Just consider a made up problem:
- A binary class
C
to predict:true
orfalse
- Two binary features
A
andB
whose values give a perfect predictor of C,C = A XOR B
. - A thousand other random features N_i, just noise that will prevent the learning algorithm to test the right, mentionned above features.
There is no doubt that XOR
an be easily represented through a decision tree.
def score(data):
if data.a:
if data.b:
return False
else:
return True
else:
if data.b:
return True
else:
return False
Though when thinking about tree induction inner workings, there is no reason
that A
or B
get selected more than any other random features for none of
them separates the data properly on his own, and the learning tree will probably
fail to separate correctly the data. The learning only adds one decision node
at a time, the above as three.
In our practical problem, it means that if I had one feature x
always
predicting if the a buying trade would win, the learning algorithm may have been
unsuccessful.

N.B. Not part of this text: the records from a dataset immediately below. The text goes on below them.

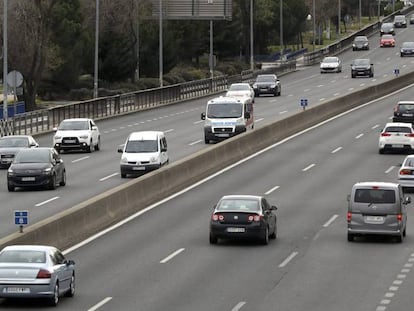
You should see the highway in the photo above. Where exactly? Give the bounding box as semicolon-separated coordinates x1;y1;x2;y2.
1;26;413;238
2;24;414;309
3;71;413;310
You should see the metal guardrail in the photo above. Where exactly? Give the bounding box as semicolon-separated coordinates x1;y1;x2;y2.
1;61;295;136
304;6;414;66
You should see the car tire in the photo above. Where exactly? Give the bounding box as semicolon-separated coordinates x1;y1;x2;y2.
48;174;56;190
370;73;374;78
48;282;59;306
7;184;14;192
209;232;218;244
269;225;277;239
204;137;210;144
396;234;403;243
277;88;281;96
261;227;269;245
379;149;385;154
65;274;75;297
347;233;354;242
87;140;94;153
351;74;356;78
403;227;407;237
59;170;66;186
95;137;101;151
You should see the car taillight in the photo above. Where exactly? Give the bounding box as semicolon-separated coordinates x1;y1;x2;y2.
400;169;412;175
397;214;403;222
381;133;392;136
347;212;352;223
212;214;224;221
405;133;414;137
394;106;399;113
247;214;262;222
36;269;52;279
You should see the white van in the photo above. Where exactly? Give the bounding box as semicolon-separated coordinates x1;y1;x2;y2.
200;96;254;144
117;131;169;178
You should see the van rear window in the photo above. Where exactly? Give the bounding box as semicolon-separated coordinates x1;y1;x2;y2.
354;189;396;204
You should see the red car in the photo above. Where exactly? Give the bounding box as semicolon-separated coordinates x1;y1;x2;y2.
380;34;395;47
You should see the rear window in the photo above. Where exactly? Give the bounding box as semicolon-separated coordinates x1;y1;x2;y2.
398;104;414;111
354;189;396;204
217;199;259;212
0;250;46;263
384;126;412;133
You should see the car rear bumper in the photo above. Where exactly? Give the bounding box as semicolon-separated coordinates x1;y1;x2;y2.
210;223;266;240
0;283;54;298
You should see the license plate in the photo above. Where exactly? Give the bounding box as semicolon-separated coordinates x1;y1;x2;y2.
365;216;385;224
21;177;35;181
402;114;413;117
227;227;245;233
4;287;30;293
64;139;76;143
216;133;230;137
132;167;145;171
392;144;404;148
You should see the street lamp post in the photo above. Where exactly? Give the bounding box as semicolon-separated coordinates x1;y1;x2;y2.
280;0;283;62
250;0;253;71
313;0;315;51
338;0;341;37
93;0;99;99
3;0;8;119
159;0;163;87
359;0;362;29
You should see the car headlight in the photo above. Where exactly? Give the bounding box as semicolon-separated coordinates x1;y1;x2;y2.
150;156;158;163
7;168;14;175
120;156;128;164
364;43;368;46
252;84;258;89
79;135;89;139
352;43;356;47
270;84;276;88
43;167;52;174
54;135;61;140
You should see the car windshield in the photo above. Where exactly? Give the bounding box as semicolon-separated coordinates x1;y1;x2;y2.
0;250;46;263
125;140;158;153
353;59;369;66
228;84;250;91
395;16;405;22
384;126;412;133
58;120;89;130
354;36;367;42
217;199;260;211
207;103;242;118
354;189;396;204
14;149;50;163
0;137;28;148
402;42;414;48
382;23;393;30
382;35;394;40
256;75;276;82
323;57;338;63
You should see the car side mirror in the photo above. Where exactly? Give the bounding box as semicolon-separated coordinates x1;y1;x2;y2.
53;127;58;131
201;112;206;120
64;259;75;266
271;205;278;210
405;196;411;204
117;145;124;153
244;112;250;119
161;147;167;152
92;126;98;130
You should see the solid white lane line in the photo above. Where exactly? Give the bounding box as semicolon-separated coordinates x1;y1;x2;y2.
35;197;60;207
323;214;338;228
99;173;119;181
319;98;326;101
256;118;264;123
279;252;298;268
164;129;174;133
302;164;315;172
194;120;203;124
189;139;202;146
265;186;280;195
372;124;380;129
72;156;90;163
160;248;185;264
331;147;342;154
355;133;364;139
231;302;246;311
279;110;288;114
88;297;113;311
385;166;395;174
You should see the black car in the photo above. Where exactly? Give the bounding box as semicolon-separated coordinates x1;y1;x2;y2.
209;195;277;245
410;13;414;24
351;58;374;78
380;22;395;36
7;147;66;191
400;41;414;57
252;74;281;97
393;101;414;123
394;15;407;28
0;135;39;168
352;36;369;51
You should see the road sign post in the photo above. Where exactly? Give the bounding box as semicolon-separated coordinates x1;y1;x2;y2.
300;98;308;111
14;210;28;233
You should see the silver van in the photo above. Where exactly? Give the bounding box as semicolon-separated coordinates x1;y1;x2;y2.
347;182;411;242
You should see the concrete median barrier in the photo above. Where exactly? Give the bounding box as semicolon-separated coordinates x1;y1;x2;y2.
1;72;414;250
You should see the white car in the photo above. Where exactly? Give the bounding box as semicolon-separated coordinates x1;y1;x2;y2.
225;83;255;101
320;56;342;73
53;118;101;153
398;155;414;189
379;122;414;154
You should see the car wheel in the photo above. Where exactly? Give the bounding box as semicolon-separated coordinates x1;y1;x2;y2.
277;88;281;96
396;233;403;243
370;73;374;78
379;149;385;154
204;137;210;144
59;170;66;186
48;174;56;190
65;274;75;297
403;227;407;237
351;74;356;78
7;184;14;192
401;53;404;57
347;233;354;242
48;282;59;306
269;225;277;239
95;137;101;151
209;232;218;244
261;227;269;245
87;140;94;153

Because it would not have been able to combine a decision with
x
and trade_type
at the same time.
So I have chosen to include some domain knowledge by processing different "trade types" separately, in the end I ended up analyzing only on long positions.
Storing comparisons
Every technical indicators ships with a set of rule that are "supposed to make you rich", one example could be: "if the average over 7 days cuts the average on 21 days to go above it, then the trend is switching to bullish: you should buy."
The rule is simple again:
def score(data):
below_before = (data.average21[1] - data.average7[1]) > 0
above_after = (data.average21[0] - data.average7[0]) < 0
if below_before: # represented as decision trees again
if above_after:
return True
else:
return False
else:
return False
But then encoding a difference in a decision tree is this time impossible, the closest thing possible could be to use thresholds:
def below_before(data):
if data.average21[1] > 1: # Any arbitrary value
if data.average7[1] < 1: # Same arbitrary value
return True
else:
return False
# Here we can't tell, unless we tell an infinite number of thresholds
# as arbitrary values
Similarly some technical analysis rules are considered as valid only if the volume / volatility is important enough.

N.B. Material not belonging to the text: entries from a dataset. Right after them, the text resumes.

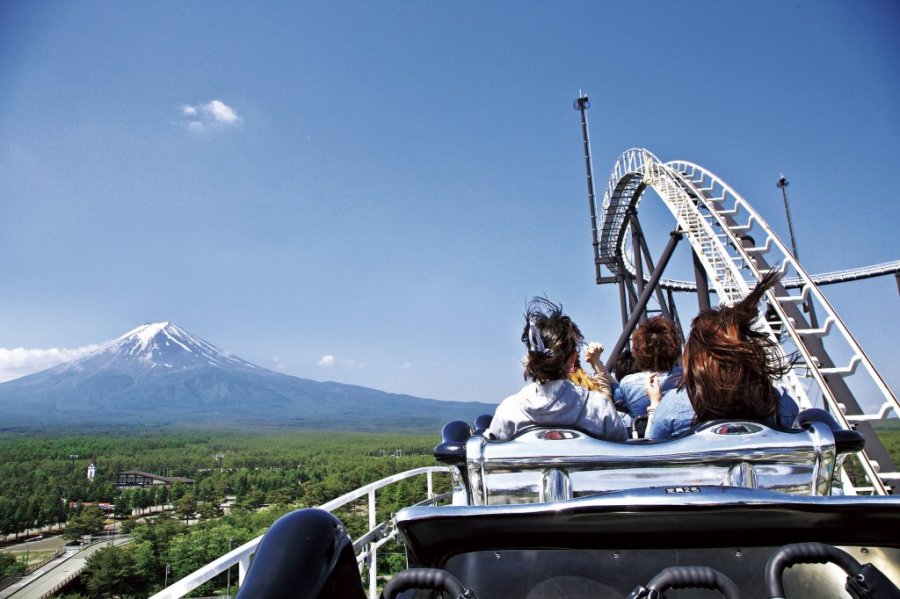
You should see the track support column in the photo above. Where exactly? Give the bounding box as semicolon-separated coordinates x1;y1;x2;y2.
606;230;683;369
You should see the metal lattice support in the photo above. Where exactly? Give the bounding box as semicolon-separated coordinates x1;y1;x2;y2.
593;148;899;495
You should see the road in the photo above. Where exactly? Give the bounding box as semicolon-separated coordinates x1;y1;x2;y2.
0;536;130;599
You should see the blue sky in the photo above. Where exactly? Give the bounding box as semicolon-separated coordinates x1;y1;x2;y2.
1;1;898;404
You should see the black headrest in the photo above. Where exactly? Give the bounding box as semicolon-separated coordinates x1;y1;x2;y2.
433;421;471;465
798;408;866;455
473;414;493;435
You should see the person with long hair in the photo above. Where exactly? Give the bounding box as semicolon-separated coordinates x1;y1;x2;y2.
645;272;799;439
569;341;614;396
487;298;627;442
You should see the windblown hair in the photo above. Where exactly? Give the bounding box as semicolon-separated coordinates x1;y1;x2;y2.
569;361;604;393
521;297;583;384
681;271;793;423
632;316;683;372
612;349;638;380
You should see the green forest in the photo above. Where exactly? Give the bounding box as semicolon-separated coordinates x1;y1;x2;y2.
1;424;898;598
0;428;448;597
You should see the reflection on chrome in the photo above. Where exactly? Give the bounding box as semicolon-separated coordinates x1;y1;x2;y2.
460;421;839;505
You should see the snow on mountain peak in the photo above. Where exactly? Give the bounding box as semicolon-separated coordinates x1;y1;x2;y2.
119;321;172;345
103;321;258;372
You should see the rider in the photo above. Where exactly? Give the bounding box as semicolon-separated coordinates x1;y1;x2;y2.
645;272;799;439
487;298;627;442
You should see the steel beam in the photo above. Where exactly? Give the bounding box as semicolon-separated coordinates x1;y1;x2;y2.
606;230;683;369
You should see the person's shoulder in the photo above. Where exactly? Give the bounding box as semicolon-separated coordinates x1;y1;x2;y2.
620;372;645;384
618;372;647;392
494;385;530;411
657;387;689;413
584;387;613;404
556;378;585;397
775;386;800;412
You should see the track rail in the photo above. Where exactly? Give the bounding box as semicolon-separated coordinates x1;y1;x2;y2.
597;148;899;494
624;258;900;293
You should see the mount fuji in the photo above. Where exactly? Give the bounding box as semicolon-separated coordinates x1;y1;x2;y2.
0;322;493;430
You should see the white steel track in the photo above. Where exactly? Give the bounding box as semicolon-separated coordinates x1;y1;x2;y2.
598;149;899;494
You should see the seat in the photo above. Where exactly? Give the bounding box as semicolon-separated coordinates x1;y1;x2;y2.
458;414;851;505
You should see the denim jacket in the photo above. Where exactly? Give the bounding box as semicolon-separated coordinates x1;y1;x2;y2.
613;367;683;419
647;386;800;440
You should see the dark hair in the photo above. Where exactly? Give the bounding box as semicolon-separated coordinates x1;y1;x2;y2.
521;297;583;384
681;271;793;423
612;349;638;380
632;316;682;372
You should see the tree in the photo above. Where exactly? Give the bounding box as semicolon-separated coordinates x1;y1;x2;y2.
119;518;137;534
83;546;139;597
114;490;132;519
174;493;198;525
63;505;105;540
197;501;223;521
236;489;265;511
0;552;25;577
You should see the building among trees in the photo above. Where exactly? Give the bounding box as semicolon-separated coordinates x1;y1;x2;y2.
116;470;194;489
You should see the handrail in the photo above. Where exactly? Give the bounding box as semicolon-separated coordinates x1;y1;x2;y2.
152;466;450;599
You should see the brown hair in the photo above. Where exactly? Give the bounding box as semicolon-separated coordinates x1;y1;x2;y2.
632;316;682;372
681;271;792;423
521;298;583;384
612;349;638;380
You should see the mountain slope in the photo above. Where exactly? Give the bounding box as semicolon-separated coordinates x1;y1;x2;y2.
0;322;494;431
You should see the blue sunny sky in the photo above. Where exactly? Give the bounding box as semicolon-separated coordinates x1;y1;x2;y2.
1;1;898;405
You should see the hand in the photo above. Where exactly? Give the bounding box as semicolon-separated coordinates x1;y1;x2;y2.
645;373;662;407
585;342;604;368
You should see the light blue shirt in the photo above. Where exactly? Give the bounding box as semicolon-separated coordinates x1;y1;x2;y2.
647;386;800;440
613;367;683;419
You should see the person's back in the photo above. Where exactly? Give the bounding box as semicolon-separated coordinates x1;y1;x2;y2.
647;386;799;439
487;298;627;442
612;316;683;418
645;272;800;440
616;367;682;419
489;379;626;441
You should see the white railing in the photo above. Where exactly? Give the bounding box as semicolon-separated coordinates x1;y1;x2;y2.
151;466;450;599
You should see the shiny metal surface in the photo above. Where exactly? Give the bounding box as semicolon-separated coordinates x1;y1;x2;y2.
396;485;900;523
539;468;571;503
464;422;836;505
396;486;900;599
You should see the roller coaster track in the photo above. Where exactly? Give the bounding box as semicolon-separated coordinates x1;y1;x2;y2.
622;257;900;293
594;148;899;495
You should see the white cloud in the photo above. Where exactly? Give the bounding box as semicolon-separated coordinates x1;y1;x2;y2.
206;100;238;124
318;354;336;367
179;99;242;131
0;345;102;383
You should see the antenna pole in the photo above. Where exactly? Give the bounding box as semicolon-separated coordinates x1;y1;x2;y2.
574;93;602;283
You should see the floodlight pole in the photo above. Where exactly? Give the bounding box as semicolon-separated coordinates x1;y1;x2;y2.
777;174;818;326
777;174;800;261
574;92;602;284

So the preprocessing was listing elements according to their types and specificity and then generating fields of the possible comparisons and ratios.
For example the computed value SMA9_-_High__-__SMA26_-_High/StdDev30-1
was
storing the difference of two moving averages divided by a standard deviation.

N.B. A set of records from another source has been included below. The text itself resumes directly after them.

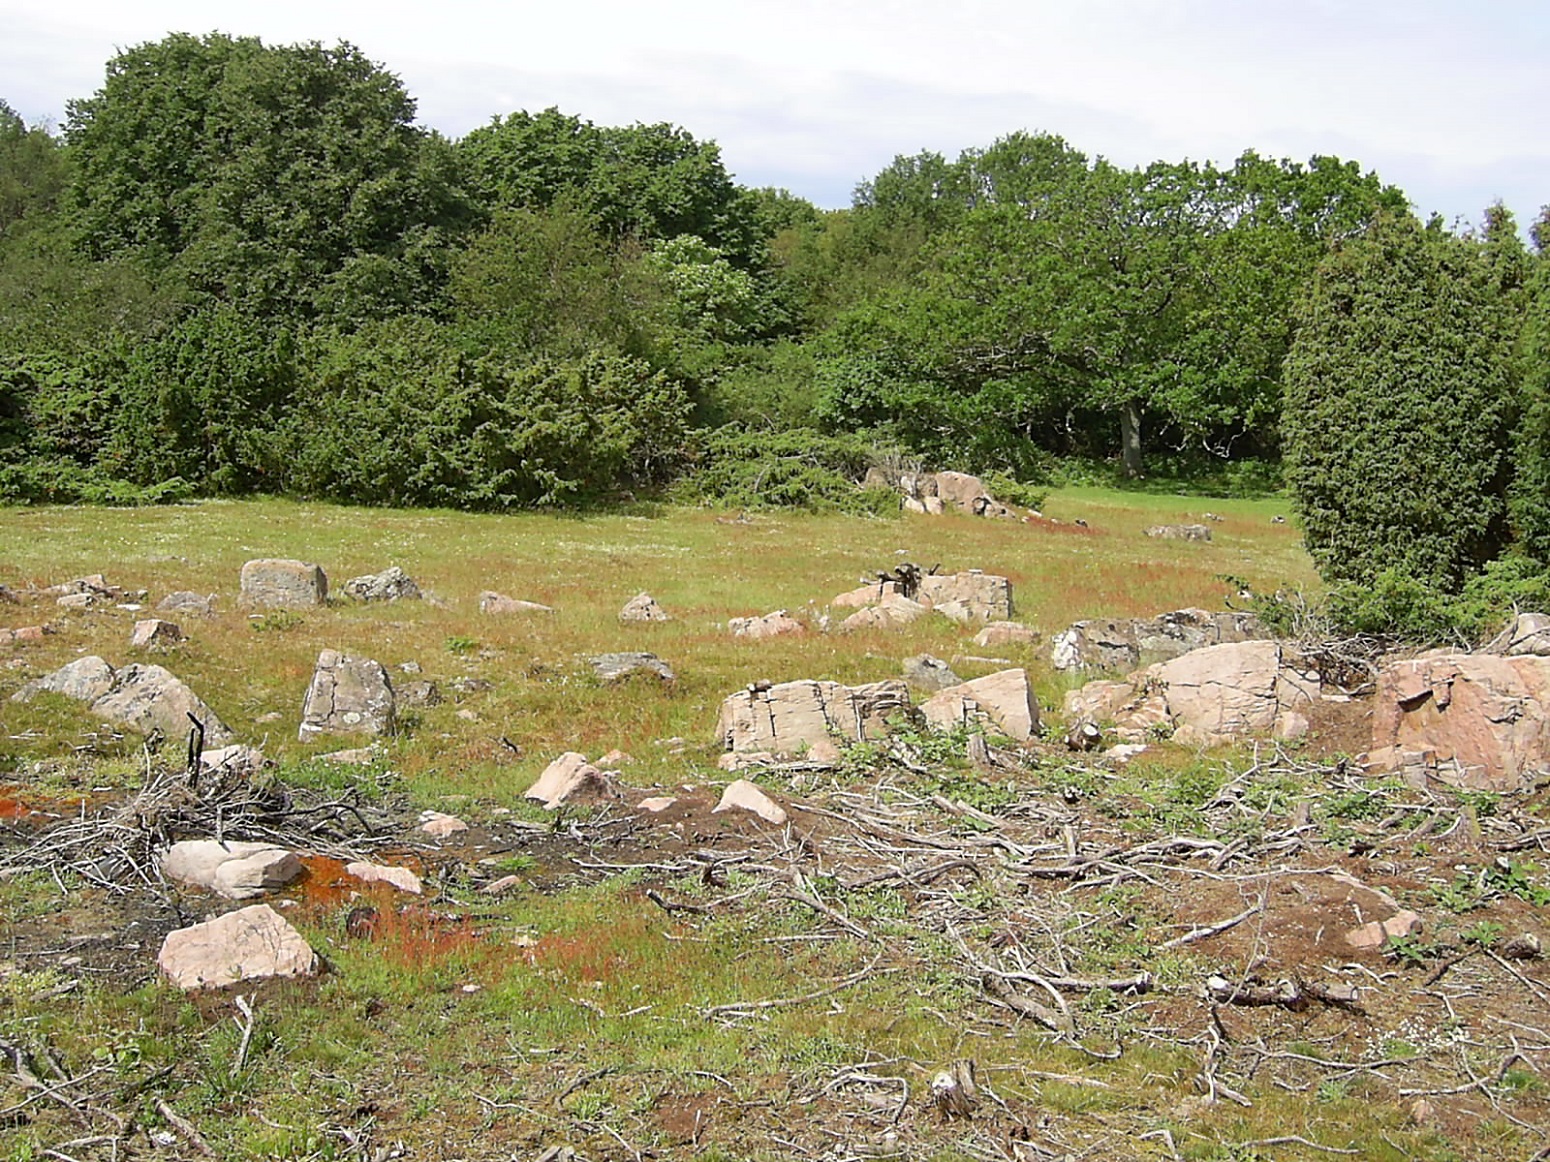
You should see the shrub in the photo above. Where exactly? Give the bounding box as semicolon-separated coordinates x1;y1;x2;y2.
1283;213;1517;591
670;426;899;514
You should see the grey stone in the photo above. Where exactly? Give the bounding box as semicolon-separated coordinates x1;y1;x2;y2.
1145;524;1212;542
299;650;395;742
18;655;117;703
130;619;183;648
342;566;421;602
619;592;670;622
157;591;216;616
16;658;235;746
903;654;962;692
397;679;441;708
916;571;1013;622
241;559;327;608
479;591;553;615
729;610;805;639
589;652;676;683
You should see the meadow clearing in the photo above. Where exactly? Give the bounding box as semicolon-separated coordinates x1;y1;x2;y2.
0;491;1546;1162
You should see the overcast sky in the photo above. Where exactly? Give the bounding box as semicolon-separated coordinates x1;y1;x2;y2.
4;0;1545;229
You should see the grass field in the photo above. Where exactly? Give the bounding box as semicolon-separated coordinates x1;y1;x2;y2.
2;492;1546;1162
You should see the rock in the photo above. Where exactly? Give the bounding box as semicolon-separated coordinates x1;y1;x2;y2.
400;661;422;674
158;904;318;989
1409;1098;1436;1126
16;658;236;746
1367;653;1550;791
637;796;677;813
130;619;183;648
42;574;118;599
589;652;676;683
345;861;423;894
598;748;632;766
448;676;493;696
1052;609;1268;673
299;650;395;743
1060;641;1314;747
1343;910;1423;951
56;593;98;609
714;779;788;825
199;744;266;781
974;621;1038;649
479;591;553;615
1151;641;1316;747
17;656;116;703
240;559;327;608
1485;612;1550;657
526;752;620;809
159;840;303;900
1145;524;1212;542
730;610;806;639
916;571;1013;622
902;497;928;515
920;669;1040;742
1502;932;1543;960
1066;720;1103;751
903;654;962;692
933;471;992;514
716;678;913;763
1104;743;1148;763
157;591;216;616
319;747;377;764
719;751;774;771
419;811;469;838
839;594;930;632
397;679;441;708
831;581;901;608
482;875;523;895
619;592;670;622
0;625;47;646
342;566;421;602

In the end we were generating about 1900 features (some of them of course
exposing high correlation).
Conclusion, AKA "Are you rich now?"
The very naive formulation of the idea behind this work was that if something could be made of technical analysis, machine learning should be able to discover it. My application of machine learning has not uncovered anything, but maybe more domain knowledge may have helped. If I had to work again on this I would try to embed NLP and analyze news feeds, but accessing an history for those is something much more complex.
We got some models showing good performance, though none of those performances were reproducible. You could learn on 2004 trades, test on 2005 with an incredible accuracy but not be able to do it again the next year. Interestingly enough that kind of phenomenon was occurring more often with raw data that with preprocessed and enriched data. Enriched data produced consistently bad accuracy models, this consistency may mean that something positive was coming out of the feature engineering.
This work has been done between 2008 and 2012 and presented during at a Data Science Luxembourg event in 2015.